S220, for each position of the control ball in each individual, calculating the position in the monitoring range of the control ball according to the position of the control ball and the monitoring radius R; traversing each position (x) , ,y , ,z , ) Calculating the distance d between the position and the position of the control ball; if d is less than or equal to R, the position is within the monitoring range of the control ball;
in the present embodiment, if the monitoring range of the ball is regarded as a sphere, and the space in which a small portion is not monitored is ignored, each position (x , ,y , ,z , ) Calculating the distance d between the position and the position of the control ball, and if d is less than or equal to R, indicating that the position is in the monitoring range of the control ball; as shown in fig. 4, the monitoring range of the control ball is regarded as a sphere in the three-dimensional space, and each sphere is marked with a serial number. If d > R, the position is not in the monitoring range of the control ball. If the monitoring range of the control ball is regarded as a sector-shaped volume, and higher monitoring precision is required, points in a part of space fall at the notch of the three-dimensional cone, although d is less than or equal to R, the points are not monitored, so that the points can be marked as Q points by drawing a coverage map of each control ball in the three-dimensional space, and after the coordinates and the placement angle of the control ball are determined, the vacant part space is obtained, and all special points d is less than or equal to R in the vacant part space are regarded as not being monitored; other points d > R than the Q point are considered to be out of the monitoring range of the control ball.
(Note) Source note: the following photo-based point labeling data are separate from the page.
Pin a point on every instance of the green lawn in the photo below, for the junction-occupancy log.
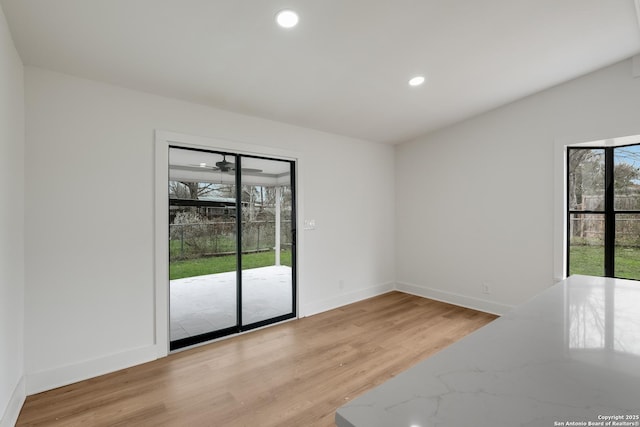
(589, 260)
(223, 264)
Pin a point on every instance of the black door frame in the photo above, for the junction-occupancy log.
(239, 327)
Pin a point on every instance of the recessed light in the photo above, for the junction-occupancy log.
(416, 81)
(287, 18)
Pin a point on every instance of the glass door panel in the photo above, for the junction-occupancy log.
(267, 241)
(202, 246)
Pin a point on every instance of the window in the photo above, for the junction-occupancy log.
(603, 202)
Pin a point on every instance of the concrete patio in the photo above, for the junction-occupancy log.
(207, 303)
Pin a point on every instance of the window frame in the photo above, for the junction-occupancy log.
(609, 212)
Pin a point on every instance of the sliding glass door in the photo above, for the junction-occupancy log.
(231, 243)
(267, 240)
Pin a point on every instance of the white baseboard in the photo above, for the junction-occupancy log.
(345, 299)
(10, 416)
(65, 375)
(456, 299)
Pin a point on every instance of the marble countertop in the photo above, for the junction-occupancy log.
(570, 356)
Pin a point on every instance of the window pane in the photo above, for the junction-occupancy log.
(627, 251)
(586, 244)
(627, 178)
(586, 179)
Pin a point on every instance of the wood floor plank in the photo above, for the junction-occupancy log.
(293, 374)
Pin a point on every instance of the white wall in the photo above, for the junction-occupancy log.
(476, 200)
(12, 390)
(89, 218)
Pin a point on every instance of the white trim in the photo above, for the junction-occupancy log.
(344, 299)
(559, 211)
(455, 299)
(637, 3)
(163, 139)
(635, 61)
(12, 411)
(64, 375)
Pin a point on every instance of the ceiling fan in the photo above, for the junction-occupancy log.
(223, 166)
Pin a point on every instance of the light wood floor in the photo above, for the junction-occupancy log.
(294, 374)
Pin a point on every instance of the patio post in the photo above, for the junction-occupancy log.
(277, 248)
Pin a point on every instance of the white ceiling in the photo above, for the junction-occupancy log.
(344, 68)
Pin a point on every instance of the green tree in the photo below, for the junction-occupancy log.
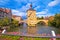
(4, 22)
(55, 22)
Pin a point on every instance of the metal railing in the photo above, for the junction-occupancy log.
(30, 37)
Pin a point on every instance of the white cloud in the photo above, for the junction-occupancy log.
(4, 2)
(53, 3)
(37, 7)
(25, 8)
(16, 12)
(42, 12)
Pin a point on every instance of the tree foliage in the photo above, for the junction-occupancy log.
(56, 21)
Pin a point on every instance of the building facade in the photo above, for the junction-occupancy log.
(31, 17)
(17, 18)
(4, 12)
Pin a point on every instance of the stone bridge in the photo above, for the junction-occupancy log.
(44, 21)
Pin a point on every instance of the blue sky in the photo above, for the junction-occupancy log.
(42, 7)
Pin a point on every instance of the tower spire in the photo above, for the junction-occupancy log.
(30, 6)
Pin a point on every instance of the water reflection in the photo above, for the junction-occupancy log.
(32, 30)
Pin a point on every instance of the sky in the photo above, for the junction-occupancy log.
(42, 7)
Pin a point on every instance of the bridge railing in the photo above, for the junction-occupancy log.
(27, 37)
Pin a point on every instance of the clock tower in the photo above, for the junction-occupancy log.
(31, 17)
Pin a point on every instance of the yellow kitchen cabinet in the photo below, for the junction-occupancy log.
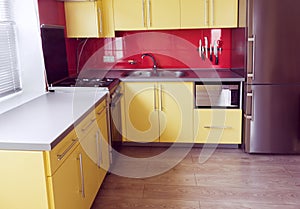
(141, 112)
(194, 13)
(218, 126)
(89, 19)
(68, 176)
(209, 13)
(163, 14)
(104, 144)
(129, 14)
(146, 14)
(66, 186)
(223, 13)
(176, 111)
(23, 180)
(158, 111)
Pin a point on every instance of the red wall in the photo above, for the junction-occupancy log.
(172, 48)
(51, 12)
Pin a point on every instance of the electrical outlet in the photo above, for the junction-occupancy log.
(108, 59)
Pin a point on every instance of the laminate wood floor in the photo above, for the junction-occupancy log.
(228, 179)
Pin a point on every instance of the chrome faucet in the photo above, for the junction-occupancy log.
(153, 60)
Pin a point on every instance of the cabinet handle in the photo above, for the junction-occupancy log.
(149, 14)
(154, 93)
(212, 12)
(101, 111)
(62, 155)
(98, 148)
(88, 125)
(205, 12)
(100, 153)
(218, 127)
(250, 117)
(100, 21)
(143, 3)
(161, 104)
(81, 175)
(249, 74)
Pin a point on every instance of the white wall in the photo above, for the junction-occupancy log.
(31, 56)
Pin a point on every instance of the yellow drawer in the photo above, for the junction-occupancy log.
(100, 109)
(86, 125)
(60, 153)
(218, 126)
S230, repeating the step S220 until all positions in the three-dimensional space are traversed, and obtaining all positions in the monitoring range and the non-monitoring range of the distributed control ball;
in this embodiment, all positions in all spaces are traversed, a monitored set of position points and an unmonitored set of position points are formed by calculation statistics, and the respective numbers thereof are counted.
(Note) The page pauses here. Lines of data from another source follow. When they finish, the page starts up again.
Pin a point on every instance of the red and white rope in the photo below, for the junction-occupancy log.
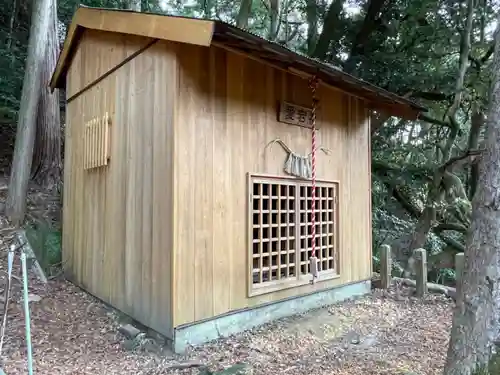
(313, 85)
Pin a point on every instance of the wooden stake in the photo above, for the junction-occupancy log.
(313, 263)
(420, 256)
(385, 267)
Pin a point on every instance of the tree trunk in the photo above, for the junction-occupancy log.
(26, 127)
(312, 25)
(373, 12)
(47, 150)
(327, 34)
(134, 5)
(274, 10)
(475, 322)
(244, 14)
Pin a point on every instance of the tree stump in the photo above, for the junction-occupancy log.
(385, 267)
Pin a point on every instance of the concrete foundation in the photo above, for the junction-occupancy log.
(240, 320)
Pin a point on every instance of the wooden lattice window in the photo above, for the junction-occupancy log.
(281, 240)
(96, 142)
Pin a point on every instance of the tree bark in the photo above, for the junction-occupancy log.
(328, 32)
(373, 12)
(312, 25)
(244, 14)
(274, 11)
(47, 150)
(475, 320)
(26, 127)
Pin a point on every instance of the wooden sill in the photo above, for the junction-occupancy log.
(276, 286)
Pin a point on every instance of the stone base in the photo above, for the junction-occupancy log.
(241, 320)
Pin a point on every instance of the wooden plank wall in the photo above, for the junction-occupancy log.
(117, 228)
(226, 116)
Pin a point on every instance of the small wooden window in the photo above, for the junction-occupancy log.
(281, 240)
(96, 142)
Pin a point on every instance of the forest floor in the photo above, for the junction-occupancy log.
(387, 332)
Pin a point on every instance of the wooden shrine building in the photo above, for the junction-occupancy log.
(187, 173)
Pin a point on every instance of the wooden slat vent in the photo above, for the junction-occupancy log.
(96, 142)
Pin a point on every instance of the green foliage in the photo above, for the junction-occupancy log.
(46, 243)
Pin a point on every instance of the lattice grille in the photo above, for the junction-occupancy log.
(325, 227)
(96, 142)
(281, 243)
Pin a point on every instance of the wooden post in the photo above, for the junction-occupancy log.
(420, 256)
(459, 267)
(385, 267)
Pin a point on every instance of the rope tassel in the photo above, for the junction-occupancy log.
(313, 260)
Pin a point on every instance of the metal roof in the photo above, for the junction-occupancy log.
(210, 32)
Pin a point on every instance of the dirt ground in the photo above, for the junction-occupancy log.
(383, 333)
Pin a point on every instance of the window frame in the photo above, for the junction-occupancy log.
(299, 279)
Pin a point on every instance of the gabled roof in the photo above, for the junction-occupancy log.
(210, 32)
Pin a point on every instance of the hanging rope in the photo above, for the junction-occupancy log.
(295, 164)
(313, 85)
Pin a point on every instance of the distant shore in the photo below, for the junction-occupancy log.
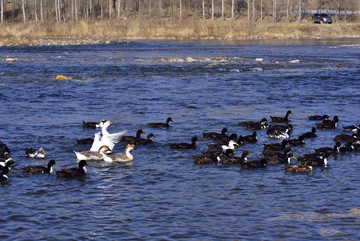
(37, 34)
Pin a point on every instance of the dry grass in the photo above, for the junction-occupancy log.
(190, 28)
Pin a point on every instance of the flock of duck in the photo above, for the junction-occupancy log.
(221, 152)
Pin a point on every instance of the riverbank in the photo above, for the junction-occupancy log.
(34, 34)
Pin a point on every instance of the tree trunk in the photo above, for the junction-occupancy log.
(212, 9)
(253, 10)
(180, 9)
(41, 12)
(300, 10)
(274, 11)
(287, 10)
(75, 10)
(23, 10)
(222, 8)
(232, 8)
(110, 8)
(203, 9)
(2, 11)
(119, 8)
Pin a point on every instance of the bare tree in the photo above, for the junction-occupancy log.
(222, 8)
(23, 10)
(180, 6)
(232, 8)
(2, 10)
(300, 11)
(212, 9)
(203, 5)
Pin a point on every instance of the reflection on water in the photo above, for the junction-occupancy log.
(163, 195)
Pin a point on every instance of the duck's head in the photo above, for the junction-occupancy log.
(104, 149)
(130, 147)
(52, 163)
(168, 120)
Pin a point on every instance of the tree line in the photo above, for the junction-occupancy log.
(46, 11)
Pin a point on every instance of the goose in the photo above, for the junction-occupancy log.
(230, 159)
(40, 169)
(220, 146)
(191, 145)
(125, 157)
(345, 137)
(132, 139)
(3, 162)
(214, 135)
(160, 124)
(3, 174)
(302, 168)
(254, 164)
(280, 160)
(328, 124)
(208, 157)
(3, 149)
(276, 146)
(146, 141)
(84, 141)
(297, 142)
(330, 150)
(310, 134)
(315, 160)
(93, 125)
(91, 155)
(273, 133)
(250, 138)
(255, 125)
(278, 119)
(319, 117)
(37, 154)
(349, 147)
(352, 128)
(7, 164)
(277, 154)
(106, 139)
(73, 172)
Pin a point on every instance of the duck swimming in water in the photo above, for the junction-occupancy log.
(3, 174)
(319, 117)
(73, 172)
(37, 154)
(93, 125)
(214, 135)
(255, 125)
(328, 124)
(40, 169)
(125, 157)
(278, 119)
(106, 138)
(160, 124)
(302, 168)
(132, 139)
(191, 145)
(146, 141)
(310, 134)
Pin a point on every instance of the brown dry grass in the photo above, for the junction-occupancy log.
(190, 28)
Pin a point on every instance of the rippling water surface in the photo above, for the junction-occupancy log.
(163, 195)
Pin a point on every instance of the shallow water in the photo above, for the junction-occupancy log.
(163, 195)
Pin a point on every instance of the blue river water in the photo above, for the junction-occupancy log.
(204, 86)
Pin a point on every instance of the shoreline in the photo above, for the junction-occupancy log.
(106, 32)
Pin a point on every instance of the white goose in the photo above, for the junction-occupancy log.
(107, 139)
(125, 157)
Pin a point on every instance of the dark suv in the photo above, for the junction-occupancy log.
(321, 18)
S300, evaluating fitness: f=Wherein K is the number of positions where d > R in S220, f is the fitness, and the smaller the K value is, the larger the fitness f is defined;
in this embodiment, there are two results of calculating the K value, the first is to consider the monitoring range of the control ball as a sphere, and K is the sum of the number of positions where d > R; the second is to consider the monitoring range of the control ball as a three-dimensional cone, and then k= (sum of Q points of the vacant part space) + (sum of the positions of d > R). The larger the K value is, the more positions are not monitored, and the current requirement is that dead angle monitoring is avoided as much as possible, and the smaller the adaptability f is, the less the adaptability f is, the current condition is met; conversely, the smaller the K value, the fewer the non-monitored positions, the larger the fitness f, and the closer to the optimal solution the more consistent the current condition. f is in the range of (0, 1), and the closer to 1 is the optimal solution.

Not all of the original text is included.